KUALA LUMPUR: Kazakhstan has assured Malaysia that its citizens and investments in the country worth billions of ringgit are safe after the recent unrest there.
There are more than 70 Malaysians in Kazakhstan and Malaysian companies have invested over US$1 billion (RM4.18 billion) in the country over the past 30 years.
At a press conference today, Kazakh ambassador Bulat Sugurbayev said he would be engaging Malaysian investors to reassure them that their interests were being looked after.
“We remain committed to working on enhancing market economy values, rule of law and investment protection,” he said.
Sugurbayev said all Malaysians in Kazakhstan were safe and that none had requested to return home yet.

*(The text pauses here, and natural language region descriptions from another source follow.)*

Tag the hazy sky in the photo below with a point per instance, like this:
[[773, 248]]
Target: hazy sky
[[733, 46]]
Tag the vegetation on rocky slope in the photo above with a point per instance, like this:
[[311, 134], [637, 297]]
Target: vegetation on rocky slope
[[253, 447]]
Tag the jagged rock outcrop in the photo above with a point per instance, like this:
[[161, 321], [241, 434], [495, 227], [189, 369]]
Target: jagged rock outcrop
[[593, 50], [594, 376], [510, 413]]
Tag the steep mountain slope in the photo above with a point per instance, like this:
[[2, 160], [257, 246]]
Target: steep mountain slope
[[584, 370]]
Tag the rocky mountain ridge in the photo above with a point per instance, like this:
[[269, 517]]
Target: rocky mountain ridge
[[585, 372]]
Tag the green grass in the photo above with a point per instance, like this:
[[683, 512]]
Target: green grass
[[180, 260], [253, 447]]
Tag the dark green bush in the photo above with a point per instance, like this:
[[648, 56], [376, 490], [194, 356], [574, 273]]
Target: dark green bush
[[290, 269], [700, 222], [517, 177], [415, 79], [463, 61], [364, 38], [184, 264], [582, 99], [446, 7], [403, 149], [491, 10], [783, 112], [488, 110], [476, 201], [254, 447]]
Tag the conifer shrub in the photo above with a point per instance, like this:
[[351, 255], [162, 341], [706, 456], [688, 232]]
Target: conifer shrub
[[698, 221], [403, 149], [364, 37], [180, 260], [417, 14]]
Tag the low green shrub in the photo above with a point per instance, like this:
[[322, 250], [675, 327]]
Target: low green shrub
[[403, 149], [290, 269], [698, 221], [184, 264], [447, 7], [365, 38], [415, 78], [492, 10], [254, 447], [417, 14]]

Commenting on the recent unrest, he said the “darkest nights of Kazakhstan are over” after the city of Almaty was attacked in an attempted coup d’etat.
On Jan 5, he said, a peaceful demonstration that started three days earlier over fuel prices was hijacked by well-organised groups.
He said the protesters’ demands had been “heard and met” by President Kassym-Jomart Tokayev on Jan 4 with an announcement of a temporary regulation on prices for gas and other critical products like food and utilities for 180 days.
He claimed violent and “destructive religious extremist” groups had destroyed critical infrastructure and isolated Almaty.
Internet and mobile services were shut down immediately to stop the extremist groups from communicating with one another, he said.
“The extremists also killed at random innocent people, attacked ambulances and firefighters and stormed hospitals,” he said. More than 160 people had died in the unrest, according to CNN.
Sugurbayev said the attempted coup could not have been carried out without the help of high-level officers, including security officials, adding that a probe for treason was under way.
He said the situation in Kazakhstan had now stabilised with the army and law enforcement combating the “terrorists”. The nation was receiving support from the Collective Security Treaty Organisation (CSTO) to counter these “radical Islamists and terrorists”.
He said the CSTO forces would be leaving the country in 10 days, after which the Almaty International Airport would reopen for flights. All the other airports in Kazakhstan remained open.